David Blaine: Frozen in Time (11/29; 10 to 11 p.m.; ABC) will include the magician's escape after 58 hours inside a block of ice on the corner of Broadway and 44th Street (not included on the preview cassette because it will be live). Meanwhile, along with guest stars like Kevin Spacey, Lenny Kravitz, Michael J. Fox, and the Knicks, we watch him perform some lesser tricks and travel to exotic places.
Half Past Autumn: The Life and Works of Gordon Parks (11/30; 9 to 10:30 p.m.; HBO), produced by Denzel Washington, narrated by Alfre Woodard, celebrates the 88th birthday of the photographer, filmmaker, novelist, and musician, from Fort Scott, Kansas, where he was born, to New York City, where he became famous for his pictures in Life magazine, to Hollywood, where he wrote and directed The Learning Tree.
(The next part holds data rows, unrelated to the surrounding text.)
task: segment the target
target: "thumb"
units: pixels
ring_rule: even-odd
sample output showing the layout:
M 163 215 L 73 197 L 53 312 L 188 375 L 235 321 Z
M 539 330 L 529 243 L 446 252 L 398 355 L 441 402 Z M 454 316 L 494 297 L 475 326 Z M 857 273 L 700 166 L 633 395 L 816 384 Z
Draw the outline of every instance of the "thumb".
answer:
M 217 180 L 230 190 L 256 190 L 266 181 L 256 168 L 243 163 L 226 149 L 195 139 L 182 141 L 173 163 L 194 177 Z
In His Life: The John Lennon Story (December 3; 9 to 11 p.m.; NBC), filmed on location in Liverpool, follows the Beatle from age 16 to age 24 -- from his first guitar to the Ed Sullivan show. With Blair Brown as the worried aunt who raised him, and Phillip McQuillan as a rough and passable John. Not only do we get the music the band covered in Liverpool and Hamburg, as well as the music they were beginning to write, but also a kind of memoryscape where Abbey Road, "Strawberry Fields," "Eleanor Rigby," and "Penny Lane" all show up, and it doesn't seem the least bit hokey. It just seems terribly sad.